UNITED NATIONS (Reuters) - The United States has proposed six rival commanders from South Sudan be the first people blacklisted by the United Nations Security Council for threatening the peace and stability of the world’s newest state.
The council’s 15-member South Sudan sanctions committee operates by consensus, so if there are no objections by 3 p.m. EDT on Wednesday, a global travel ban and asset freeze will be imposed. Britain and France co-sponsored the proposal.
According to the proposal, seen by Reuters on Friday, the government leaders targeted are: Major-General Marial Chanuong Yol Mangok, commander of President Salva Kiir’s guard unit; sector one commander Lieutenant-General Gabriel Jok Riak; and third division commander Major-General Santino Deng Wol.
On the rebel side, the men named are: Major-General Simon Gatwech Dual, chief of general staff for the opposition forces; Major-General James Koang Chuol, commander of the opposition special division; and Major-General Peter Gadet, the deputy chief of staff of operations for the oppositions forces.
South Sudan plunged into civil war in December 2013 when a political crisis sparked fighting between forces loyal to Kiir and rebels allied with his former deputy Riek Machar. The conflict has reopened ethnic fault lines that pit Kiir’s Dinka people against Machar’s ethnic Nuer forces.

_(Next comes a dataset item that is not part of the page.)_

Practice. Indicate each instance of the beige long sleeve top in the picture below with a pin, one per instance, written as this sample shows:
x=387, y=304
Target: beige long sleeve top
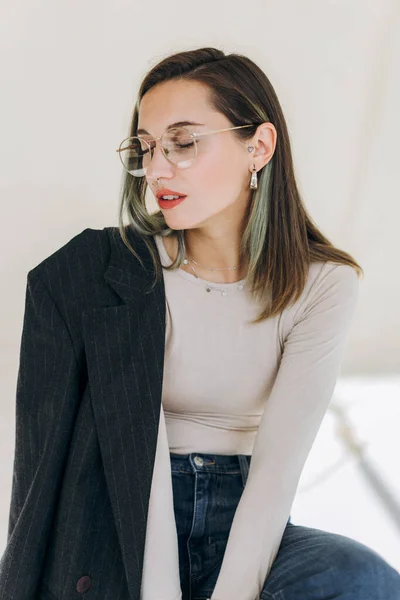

Several ceasefires have been agreed but broken. Talks to try to end the conflict in the world’s youngest country, which seceded from Sudan in 2011, are set to resume in mid-July.
In the sanctions listing proposal, government commander Chanuong is accused of leading “the slaughter of Nuer civilians in and around Juba, many who were buried in mass graves.” One grave was purported to contain 200 to 300 civilians.
Rebel commander Gadet’s forces are accused of targeting “civilians, including women, in April 2014 during an assault on Bentiu, including targeted killings on the basis of ethnicity.”
The Security Council has long threatened to blacklist anyone undermining security or interfering with the peace process in South Sudan. Kiir said in March that the threat of international sanctions would not keep him from retaliating against his rival.
The United States and the European Union have already imposed sanctions on some rival commanders.
The United States supported Kiir until it lost confidence in 2013. Washington hoped he could oversee a stable, oil-producing, majority Christian state allied to the West in contrast to neighboring Muslim-led Sudan, which is hostile to Washington.
Thousands have been killed and hundreds of thousands displaced in the fighting.